1. Mastering cutlery
Mastering the humble knife and fork is tricky for children, but here is a nifty idea: Use play dough to practise. Start with play dough that has been rolled into the size and shape of a large sausage. Place it on a flat surface or plate. Then, give your child a table knife to hold in one hand and a fork in the other, and ask them to make “pointy fingers” with their forefingers. One pointy finger goes on the back of the knife near the part with the blade, with the other fingers curling around the knife handle; the other pointy finger goes on the back of fork near the tines, with the other fingers curling around the handle. You can pop a small sticker or a piece of sellotape on the knife or fork where your child will place their pointy finger, in order to give them a cue they can feel. The next step is for your child to “stab” the play dough with the fork, and hold the fork still. Encourage them to use the knife to saw back and forth, cutting the play dough while the fork stays still and steady.
2. Safe sneezes and coughs
Winter is prime time for illnesses, and it’s important to teach children how to cough and sneeze safely, which helps avoid the spread of germs. Here’s a simple three-step method. First, teach your child to trap their sneeze or cough with the inside of their elbow, or in a facial tissue. Second, explain how important it is to put the used tissue into the bin because reusing tissues spreads germs. Third, show them how to wash their hands with soap and warm water and dry them off with a clean towel, or shake them to get dry if no towels are around. Children can be tempted to sneeze into their hands and then wipe them on their trousers, so re-iterate the three-step method in a positive way and if you see your child forgetting, all you have to say is, “Remember the three steps?”

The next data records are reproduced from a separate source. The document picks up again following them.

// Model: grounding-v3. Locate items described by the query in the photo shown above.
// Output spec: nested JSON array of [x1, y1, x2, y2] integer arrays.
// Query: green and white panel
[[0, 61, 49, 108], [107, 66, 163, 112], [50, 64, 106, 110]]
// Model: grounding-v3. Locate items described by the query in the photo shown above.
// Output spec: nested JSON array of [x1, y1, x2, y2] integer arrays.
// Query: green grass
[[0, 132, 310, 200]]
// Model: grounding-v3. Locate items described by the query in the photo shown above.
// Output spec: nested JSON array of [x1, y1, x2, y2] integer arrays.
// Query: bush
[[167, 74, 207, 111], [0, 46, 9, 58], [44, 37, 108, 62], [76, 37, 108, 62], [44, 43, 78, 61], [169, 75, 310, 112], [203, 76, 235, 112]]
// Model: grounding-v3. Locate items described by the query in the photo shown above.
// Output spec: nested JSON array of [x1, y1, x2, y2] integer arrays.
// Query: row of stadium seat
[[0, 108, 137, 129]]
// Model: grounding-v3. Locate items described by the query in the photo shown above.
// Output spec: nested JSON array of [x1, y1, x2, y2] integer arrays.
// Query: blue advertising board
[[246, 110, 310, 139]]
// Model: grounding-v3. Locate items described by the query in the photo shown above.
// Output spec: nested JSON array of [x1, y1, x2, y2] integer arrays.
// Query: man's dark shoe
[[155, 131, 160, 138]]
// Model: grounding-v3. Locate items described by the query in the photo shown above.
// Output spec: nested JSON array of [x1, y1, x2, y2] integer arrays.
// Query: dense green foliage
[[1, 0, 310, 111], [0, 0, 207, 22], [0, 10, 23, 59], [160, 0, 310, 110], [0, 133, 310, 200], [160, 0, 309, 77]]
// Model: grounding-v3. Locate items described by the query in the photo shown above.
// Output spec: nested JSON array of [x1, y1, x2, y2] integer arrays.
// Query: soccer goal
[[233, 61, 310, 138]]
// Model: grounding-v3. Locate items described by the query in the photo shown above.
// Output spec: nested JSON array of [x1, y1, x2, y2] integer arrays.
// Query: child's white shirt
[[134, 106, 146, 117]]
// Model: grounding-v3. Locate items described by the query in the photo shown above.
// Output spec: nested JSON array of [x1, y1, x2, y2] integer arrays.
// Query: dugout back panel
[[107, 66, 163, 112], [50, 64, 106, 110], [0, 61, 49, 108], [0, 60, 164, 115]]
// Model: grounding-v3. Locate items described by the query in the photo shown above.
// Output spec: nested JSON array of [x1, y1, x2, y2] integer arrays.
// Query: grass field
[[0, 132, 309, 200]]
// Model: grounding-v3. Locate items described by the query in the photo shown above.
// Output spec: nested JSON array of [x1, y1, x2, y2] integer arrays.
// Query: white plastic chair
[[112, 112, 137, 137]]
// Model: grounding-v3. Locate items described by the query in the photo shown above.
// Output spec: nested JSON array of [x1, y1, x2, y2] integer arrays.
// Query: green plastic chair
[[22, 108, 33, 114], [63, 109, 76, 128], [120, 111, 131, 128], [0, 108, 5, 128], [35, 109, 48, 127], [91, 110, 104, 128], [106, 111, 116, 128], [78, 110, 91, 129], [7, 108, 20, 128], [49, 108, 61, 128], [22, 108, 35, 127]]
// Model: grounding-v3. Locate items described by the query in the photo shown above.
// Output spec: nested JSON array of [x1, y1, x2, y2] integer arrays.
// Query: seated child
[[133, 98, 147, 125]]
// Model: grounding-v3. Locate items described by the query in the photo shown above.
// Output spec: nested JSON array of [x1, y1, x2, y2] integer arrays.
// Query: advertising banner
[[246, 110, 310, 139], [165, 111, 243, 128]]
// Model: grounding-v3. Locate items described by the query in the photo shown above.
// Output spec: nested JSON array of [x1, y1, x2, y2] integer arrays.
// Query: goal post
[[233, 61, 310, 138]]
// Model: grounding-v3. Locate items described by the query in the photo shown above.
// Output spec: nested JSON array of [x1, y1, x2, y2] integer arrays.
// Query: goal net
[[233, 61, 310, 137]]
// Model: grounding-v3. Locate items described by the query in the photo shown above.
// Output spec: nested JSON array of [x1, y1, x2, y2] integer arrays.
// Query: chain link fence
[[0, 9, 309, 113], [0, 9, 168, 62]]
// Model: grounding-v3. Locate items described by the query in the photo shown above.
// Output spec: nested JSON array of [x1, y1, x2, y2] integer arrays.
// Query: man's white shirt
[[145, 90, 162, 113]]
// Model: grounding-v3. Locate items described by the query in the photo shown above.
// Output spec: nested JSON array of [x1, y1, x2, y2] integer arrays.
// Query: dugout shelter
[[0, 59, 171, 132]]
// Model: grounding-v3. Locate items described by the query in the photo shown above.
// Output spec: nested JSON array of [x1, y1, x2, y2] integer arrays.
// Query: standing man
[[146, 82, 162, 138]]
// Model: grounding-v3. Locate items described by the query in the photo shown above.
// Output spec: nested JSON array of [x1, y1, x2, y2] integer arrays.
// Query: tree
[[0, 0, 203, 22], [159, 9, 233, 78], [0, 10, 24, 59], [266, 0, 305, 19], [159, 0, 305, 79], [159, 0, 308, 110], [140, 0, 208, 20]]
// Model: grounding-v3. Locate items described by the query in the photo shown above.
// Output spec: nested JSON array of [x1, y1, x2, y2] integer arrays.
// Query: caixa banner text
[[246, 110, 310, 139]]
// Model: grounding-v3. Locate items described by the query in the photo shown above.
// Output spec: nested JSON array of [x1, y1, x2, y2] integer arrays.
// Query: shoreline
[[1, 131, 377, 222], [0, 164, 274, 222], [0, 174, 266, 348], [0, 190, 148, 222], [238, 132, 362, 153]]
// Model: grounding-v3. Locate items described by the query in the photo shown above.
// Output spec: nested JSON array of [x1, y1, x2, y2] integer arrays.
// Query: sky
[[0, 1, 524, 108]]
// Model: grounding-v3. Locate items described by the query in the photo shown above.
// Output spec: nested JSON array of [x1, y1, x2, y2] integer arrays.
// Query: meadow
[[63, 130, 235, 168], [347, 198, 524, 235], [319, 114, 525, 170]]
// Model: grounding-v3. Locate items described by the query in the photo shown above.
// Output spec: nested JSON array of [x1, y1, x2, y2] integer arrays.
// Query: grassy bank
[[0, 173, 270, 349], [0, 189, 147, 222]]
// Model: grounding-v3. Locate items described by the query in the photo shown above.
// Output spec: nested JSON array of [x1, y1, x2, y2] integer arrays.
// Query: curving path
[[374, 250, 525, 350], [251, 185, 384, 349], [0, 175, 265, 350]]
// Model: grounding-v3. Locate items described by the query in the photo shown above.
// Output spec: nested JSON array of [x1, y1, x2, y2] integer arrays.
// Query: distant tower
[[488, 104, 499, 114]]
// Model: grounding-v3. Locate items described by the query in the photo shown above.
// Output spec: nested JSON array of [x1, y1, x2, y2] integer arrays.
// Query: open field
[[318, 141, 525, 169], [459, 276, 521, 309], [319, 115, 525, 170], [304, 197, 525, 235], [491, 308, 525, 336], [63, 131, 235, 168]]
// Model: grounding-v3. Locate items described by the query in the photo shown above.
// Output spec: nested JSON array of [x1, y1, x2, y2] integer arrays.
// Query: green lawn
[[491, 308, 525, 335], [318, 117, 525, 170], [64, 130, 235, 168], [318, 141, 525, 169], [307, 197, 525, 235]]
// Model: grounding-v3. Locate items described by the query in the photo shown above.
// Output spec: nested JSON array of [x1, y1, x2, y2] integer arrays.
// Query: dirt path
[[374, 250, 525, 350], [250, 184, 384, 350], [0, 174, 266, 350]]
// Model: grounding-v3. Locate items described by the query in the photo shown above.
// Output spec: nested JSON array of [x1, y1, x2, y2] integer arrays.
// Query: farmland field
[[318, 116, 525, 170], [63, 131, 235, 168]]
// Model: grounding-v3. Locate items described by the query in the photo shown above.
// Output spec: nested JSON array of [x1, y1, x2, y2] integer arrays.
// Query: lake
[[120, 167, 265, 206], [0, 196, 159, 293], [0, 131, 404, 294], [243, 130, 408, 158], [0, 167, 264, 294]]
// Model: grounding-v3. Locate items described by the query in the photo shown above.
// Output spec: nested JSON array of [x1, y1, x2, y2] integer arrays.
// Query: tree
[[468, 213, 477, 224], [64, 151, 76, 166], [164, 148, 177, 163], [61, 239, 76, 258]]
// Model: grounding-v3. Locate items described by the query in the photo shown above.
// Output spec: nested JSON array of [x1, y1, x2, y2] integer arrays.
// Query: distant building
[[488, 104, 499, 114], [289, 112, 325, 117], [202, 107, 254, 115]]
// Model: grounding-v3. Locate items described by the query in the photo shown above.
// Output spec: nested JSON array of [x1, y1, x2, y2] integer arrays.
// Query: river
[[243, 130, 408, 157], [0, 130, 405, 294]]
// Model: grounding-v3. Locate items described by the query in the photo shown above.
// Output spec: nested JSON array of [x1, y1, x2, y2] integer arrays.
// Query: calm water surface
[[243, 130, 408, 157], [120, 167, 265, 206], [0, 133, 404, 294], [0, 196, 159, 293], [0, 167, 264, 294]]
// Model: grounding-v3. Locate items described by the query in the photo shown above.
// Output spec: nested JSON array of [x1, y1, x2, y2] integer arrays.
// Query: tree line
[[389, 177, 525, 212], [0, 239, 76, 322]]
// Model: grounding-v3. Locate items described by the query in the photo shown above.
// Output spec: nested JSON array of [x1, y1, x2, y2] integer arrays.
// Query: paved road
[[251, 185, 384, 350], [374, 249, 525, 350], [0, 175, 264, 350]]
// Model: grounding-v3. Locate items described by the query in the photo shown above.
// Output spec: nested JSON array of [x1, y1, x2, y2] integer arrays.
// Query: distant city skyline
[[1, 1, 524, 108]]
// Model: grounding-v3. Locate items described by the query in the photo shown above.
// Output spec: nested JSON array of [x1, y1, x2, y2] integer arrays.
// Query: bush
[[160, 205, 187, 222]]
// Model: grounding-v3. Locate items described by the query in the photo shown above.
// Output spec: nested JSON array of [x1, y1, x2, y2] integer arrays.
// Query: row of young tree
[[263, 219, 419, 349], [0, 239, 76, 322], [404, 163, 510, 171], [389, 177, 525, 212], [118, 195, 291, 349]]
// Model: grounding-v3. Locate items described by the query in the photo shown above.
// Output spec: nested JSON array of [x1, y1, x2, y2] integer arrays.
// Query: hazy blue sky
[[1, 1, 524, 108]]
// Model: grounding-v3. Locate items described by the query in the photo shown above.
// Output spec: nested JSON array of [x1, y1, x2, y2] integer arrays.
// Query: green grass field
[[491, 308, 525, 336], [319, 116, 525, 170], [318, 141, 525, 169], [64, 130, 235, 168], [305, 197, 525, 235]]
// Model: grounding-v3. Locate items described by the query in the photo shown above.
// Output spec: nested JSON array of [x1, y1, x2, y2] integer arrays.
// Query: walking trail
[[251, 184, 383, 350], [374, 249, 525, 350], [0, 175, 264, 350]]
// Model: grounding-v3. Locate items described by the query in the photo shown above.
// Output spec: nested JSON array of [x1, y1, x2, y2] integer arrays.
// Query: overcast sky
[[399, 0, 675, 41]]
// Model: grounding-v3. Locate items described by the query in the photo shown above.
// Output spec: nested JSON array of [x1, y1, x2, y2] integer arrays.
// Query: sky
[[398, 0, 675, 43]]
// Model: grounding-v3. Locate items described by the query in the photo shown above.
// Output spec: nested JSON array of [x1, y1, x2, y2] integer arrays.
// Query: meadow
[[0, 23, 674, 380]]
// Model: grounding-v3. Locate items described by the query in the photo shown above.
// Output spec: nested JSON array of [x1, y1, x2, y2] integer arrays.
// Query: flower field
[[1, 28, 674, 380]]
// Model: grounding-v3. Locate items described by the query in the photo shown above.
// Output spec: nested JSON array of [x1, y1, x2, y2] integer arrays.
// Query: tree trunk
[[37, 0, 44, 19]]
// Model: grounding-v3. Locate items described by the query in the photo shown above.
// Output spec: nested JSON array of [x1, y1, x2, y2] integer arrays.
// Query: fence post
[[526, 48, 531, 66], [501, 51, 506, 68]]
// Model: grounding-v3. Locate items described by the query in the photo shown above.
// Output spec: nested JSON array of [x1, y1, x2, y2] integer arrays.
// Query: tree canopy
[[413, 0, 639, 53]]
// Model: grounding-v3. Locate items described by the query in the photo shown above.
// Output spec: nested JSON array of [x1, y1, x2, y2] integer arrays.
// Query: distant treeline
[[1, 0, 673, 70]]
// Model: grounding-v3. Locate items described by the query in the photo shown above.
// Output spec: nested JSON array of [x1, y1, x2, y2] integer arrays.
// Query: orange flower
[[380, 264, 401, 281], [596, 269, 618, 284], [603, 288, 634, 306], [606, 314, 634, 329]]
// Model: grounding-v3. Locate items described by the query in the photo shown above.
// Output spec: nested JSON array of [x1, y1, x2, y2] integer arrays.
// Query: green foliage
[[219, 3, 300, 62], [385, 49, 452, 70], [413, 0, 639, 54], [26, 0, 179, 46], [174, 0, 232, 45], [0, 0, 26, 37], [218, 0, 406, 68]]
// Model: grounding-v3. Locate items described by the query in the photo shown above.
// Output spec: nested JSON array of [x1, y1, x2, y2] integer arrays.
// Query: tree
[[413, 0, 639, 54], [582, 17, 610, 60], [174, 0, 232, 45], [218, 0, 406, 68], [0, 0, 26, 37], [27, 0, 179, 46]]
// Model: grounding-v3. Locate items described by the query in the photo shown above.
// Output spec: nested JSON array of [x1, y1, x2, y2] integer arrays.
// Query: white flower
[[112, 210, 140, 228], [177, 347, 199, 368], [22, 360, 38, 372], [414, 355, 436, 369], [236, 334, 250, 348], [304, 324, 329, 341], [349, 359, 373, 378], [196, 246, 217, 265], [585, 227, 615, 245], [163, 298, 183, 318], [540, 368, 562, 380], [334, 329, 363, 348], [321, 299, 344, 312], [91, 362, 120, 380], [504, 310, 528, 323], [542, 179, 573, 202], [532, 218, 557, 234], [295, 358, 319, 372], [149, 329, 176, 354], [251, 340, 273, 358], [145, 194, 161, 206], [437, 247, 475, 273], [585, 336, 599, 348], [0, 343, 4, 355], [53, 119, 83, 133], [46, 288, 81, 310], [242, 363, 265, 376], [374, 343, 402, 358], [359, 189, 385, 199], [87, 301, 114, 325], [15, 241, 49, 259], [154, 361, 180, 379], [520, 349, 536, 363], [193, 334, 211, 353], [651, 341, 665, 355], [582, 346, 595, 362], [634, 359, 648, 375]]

3. 4 things to never say when your child is crying
When our little ones cry, they are experiencing “big emotions” and need to know that caring adults are here to help. Here are five gentle and empathetic things to say if your child is crying.
“I can see this is hard for you”
Acknowledge that you see and hear that your child is having a tough time.
“I love you. You are safe”
Reinforce the connection between you and your child.
“I can see you are upset, but I don’t know what you need. Can you help me understand?”
Ask your child to share, in their own words, what is making them upset.
“Let’s come up with a solution together”
Working together to devise a solution helps children build problem-solving skills and process their emotions with loving support from a caring adult.
Once the situation is resolved, detail in a descriptive way how successful the intervention and solution were.